I'm getting a ResourceWarning in every unit test I run on Spark like this:
/opt/conda/lib/python3.9/socket.py:775: ResourceWarning: unclosed <socket.socket fd=6, family=AddressFamily.AF_INET, type=SocketKind.SOCK_STREAM, proto=6, laddr=('127.0.0.1', 37512), raddr=('127.0.0.1', 38975)>
self._sock = None
ResourceWarning: Enable tracemalloc to get the object allocation traceback
I tracked it down to DataFrame.toPandas()
. Example:
import unittest
from pyspark.sql import SparkSession
class PySparkTestCase(unittest.TestCase):
def test_convert_to_pandas_df(self):
spark = SparkSession.builder.master("local[2]").getOrCreate()
rawData = spark.range(10)
print("XXX 1")
pdfData = rawData.toPandas()
print("XXX 2")
print(pdfData)
if __name__ == '__main__':
unittest.main(verbosity=2)
You'll see the 2 ResourceWarnings just before the XXX 2
output line.
However, if you run the same code outside unittest, you won't get the resource warning!

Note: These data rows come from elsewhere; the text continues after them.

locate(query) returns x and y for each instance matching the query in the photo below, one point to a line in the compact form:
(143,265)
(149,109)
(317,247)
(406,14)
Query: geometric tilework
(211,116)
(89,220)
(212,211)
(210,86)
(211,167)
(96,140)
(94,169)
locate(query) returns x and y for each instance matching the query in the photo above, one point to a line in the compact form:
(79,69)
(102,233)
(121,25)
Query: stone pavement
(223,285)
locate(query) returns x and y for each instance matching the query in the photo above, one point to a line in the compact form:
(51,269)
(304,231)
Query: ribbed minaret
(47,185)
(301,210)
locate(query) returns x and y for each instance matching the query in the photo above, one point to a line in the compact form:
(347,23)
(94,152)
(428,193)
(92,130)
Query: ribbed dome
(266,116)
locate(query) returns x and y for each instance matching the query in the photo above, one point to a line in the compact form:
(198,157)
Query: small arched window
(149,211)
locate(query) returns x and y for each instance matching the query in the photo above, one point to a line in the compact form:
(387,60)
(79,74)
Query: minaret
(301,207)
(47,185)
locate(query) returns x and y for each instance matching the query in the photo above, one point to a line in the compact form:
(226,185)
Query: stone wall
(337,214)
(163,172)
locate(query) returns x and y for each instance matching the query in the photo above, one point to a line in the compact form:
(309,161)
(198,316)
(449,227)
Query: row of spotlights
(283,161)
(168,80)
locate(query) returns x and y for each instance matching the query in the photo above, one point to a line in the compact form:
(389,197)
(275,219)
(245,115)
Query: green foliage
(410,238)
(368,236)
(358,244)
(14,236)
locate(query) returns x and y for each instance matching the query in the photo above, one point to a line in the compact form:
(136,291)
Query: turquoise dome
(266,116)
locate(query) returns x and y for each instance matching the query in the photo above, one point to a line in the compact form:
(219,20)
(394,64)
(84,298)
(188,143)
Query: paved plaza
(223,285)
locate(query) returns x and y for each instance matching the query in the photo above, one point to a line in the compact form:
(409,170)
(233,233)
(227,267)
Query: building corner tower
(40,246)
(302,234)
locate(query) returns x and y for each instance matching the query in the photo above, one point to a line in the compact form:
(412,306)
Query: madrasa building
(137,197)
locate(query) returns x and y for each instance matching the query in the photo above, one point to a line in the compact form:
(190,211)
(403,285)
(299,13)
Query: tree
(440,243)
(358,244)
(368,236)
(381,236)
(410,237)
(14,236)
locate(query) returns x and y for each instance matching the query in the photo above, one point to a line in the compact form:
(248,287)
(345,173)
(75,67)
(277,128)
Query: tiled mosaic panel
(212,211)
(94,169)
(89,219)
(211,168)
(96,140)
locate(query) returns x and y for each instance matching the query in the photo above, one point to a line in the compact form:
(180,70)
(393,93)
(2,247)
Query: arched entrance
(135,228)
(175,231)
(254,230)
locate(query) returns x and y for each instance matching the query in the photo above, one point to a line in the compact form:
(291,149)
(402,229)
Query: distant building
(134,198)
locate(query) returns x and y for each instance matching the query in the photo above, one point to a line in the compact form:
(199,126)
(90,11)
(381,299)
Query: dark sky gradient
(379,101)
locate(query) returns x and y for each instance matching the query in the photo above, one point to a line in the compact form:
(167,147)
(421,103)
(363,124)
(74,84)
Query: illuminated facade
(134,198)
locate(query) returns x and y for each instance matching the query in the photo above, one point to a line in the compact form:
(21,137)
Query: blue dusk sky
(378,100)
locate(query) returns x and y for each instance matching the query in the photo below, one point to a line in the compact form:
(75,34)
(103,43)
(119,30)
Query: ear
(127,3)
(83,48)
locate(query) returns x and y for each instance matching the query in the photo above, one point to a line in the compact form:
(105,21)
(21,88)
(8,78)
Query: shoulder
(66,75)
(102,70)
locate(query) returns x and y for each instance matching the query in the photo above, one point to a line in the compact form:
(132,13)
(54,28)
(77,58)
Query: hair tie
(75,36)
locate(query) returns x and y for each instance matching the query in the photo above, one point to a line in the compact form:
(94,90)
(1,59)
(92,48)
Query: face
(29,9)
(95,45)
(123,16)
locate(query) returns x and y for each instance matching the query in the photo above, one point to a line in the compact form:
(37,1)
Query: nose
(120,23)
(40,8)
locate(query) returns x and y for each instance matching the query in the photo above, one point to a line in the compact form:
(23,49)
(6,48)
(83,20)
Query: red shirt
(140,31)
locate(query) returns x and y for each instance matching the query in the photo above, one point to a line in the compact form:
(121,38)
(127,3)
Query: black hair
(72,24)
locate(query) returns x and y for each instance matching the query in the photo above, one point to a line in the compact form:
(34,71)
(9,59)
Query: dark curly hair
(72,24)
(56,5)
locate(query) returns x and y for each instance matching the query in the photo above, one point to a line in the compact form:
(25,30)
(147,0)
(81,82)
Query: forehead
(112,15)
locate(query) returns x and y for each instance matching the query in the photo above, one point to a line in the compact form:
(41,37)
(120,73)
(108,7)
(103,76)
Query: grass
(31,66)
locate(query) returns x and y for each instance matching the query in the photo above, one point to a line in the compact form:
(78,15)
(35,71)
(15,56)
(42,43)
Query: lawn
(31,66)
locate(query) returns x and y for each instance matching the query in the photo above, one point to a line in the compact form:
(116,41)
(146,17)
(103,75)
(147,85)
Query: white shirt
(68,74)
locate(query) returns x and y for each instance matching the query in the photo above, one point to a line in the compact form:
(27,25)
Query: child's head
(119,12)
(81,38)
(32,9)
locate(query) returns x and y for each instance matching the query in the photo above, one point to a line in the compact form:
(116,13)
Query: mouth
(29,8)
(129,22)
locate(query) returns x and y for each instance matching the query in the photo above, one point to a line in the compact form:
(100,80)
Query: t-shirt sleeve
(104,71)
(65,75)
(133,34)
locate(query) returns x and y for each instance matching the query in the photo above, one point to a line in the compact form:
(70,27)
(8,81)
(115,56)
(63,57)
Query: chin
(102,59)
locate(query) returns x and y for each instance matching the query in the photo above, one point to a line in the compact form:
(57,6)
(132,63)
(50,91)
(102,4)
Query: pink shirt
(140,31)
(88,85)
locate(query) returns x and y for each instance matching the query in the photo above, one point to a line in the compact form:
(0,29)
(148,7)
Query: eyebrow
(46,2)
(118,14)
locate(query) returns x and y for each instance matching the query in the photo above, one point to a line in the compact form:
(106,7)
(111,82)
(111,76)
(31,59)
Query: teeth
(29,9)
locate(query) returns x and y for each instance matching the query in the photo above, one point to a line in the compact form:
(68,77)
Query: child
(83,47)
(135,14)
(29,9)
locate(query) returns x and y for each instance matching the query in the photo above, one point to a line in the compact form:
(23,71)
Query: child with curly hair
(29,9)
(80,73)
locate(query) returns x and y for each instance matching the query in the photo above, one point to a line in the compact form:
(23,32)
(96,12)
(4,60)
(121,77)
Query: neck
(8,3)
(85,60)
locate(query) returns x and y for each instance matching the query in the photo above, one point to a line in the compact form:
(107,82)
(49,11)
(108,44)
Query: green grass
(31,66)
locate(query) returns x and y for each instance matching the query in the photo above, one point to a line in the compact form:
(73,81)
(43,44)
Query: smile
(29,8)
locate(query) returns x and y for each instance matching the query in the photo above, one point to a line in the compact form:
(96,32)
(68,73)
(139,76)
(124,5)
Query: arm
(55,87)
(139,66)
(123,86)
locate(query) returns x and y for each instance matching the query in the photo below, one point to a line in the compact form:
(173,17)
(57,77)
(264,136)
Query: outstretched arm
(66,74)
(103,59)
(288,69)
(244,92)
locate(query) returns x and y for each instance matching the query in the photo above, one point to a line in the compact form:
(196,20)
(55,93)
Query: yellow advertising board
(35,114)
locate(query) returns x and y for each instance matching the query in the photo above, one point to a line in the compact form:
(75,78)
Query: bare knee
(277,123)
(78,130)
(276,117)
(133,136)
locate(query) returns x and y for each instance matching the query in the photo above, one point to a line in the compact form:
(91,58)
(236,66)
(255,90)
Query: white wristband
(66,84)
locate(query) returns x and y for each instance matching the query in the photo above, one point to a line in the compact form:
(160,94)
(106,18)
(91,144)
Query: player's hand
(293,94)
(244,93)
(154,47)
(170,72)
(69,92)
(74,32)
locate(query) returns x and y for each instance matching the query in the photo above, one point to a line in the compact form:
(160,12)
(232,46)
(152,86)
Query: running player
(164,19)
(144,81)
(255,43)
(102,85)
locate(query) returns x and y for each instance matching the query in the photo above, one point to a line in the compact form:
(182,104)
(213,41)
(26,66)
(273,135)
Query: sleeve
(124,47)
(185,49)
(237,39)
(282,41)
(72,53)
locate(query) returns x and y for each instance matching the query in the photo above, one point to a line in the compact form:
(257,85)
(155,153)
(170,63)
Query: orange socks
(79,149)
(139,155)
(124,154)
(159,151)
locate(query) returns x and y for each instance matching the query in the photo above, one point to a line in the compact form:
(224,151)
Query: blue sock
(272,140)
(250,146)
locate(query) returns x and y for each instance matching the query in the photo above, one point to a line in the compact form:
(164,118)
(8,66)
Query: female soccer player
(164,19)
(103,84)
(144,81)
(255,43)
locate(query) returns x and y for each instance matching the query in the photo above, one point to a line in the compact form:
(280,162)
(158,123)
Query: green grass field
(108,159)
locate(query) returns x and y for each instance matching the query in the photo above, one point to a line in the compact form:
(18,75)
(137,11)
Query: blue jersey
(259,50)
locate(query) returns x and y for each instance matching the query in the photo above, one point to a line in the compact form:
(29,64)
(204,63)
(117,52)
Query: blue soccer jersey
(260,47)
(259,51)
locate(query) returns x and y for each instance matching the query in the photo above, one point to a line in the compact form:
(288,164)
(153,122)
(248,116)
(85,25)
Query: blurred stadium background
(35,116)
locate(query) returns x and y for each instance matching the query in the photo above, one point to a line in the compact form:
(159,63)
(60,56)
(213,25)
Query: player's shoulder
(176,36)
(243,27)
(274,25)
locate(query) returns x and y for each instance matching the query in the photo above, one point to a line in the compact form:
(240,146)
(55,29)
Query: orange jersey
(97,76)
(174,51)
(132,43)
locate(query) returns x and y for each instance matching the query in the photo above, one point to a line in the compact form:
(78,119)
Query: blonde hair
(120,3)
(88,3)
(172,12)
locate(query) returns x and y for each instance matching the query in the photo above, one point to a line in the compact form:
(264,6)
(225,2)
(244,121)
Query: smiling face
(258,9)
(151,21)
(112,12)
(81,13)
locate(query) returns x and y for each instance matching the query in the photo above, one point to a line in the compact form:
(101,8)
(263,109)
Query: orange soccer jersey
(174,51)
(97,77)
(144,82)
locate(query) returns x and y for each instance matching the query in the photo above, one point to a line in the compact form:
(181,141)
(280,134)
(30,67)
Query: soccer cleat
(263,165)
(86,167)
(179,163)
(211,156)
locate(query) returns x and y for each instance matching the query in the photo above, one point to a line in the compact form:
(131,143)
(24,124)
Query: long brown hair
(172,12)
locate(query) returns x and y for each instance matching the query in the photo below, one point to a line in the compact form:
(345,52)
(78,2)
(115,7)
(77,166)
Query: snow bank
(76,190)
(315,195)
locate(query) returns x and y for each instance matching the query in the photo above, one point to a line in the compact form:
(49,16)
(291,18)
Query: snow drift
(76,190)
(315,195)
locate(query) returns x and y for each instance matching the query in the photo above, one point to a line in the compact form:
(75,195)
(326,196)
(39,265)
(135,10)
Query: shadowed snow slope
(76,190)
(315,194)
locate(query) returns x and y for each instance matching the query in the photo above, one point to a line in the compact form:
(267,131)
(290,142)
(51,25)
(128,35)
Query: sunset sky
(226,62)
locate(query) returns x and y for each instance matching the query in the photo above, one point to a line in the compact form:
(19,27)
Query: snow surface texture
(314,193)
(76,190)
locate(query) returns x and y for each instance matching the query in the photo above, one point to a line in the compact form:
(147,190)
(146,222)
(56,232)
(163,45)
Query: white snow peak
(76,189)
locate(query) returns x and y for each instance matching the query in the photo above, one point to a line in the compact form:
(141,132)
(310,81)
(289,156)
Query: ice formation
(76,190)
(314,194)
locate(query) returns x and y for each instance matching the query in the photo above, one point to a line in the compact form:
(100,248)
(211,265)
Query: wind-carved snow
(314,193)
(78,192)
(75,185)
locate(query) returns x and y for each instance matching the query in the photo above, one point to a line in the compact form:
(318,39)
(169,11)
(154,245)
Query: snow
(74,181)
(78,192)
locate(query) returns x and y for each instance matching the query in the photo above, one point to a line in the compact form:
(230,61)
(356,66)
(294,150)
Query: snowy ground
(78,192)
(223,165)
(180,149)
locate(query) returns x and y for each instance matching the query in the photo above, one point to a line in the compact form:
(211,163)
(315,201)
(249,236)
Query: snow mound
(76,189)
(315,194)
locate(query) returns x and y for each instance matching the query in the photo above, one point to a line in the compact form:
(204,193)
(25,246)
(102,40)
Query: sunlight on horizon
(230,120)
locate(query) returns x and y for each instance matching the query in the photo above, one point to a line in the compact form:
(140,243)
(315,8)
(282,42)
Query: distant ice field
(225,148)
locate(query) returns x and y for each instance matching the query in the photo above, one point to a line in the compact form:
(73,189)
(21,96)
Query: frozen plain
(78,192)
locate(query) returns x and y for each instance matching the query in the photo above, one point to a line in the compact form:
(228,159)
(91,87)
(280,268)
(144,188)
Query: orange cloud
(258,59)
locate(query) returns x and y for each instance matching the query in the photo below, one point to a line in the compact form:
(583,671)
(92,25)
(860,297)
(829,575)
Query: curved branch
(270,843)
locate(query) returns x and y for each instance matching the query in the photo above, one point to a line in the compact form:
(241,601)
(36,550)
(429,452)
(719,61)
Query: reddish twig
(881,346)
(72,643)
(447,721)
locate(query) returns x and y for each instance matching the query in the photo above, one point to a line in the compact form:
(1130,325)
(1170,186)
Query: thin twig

from pyspark.sql import SparkSession
spark = SparkSession.builder.master("local[2]").getOrCreate()
rawData = spark.range(10)
print("XXX 1")
pdfData = rawData.toPandas()
print("XXX 2")
print(pdfData)
So, is unittest doing something to cause this resource warning in toPandas()
? I appreciate I could hide the resource warning (e.g., see here or here), but I'd rather not get the resource warning in the first place!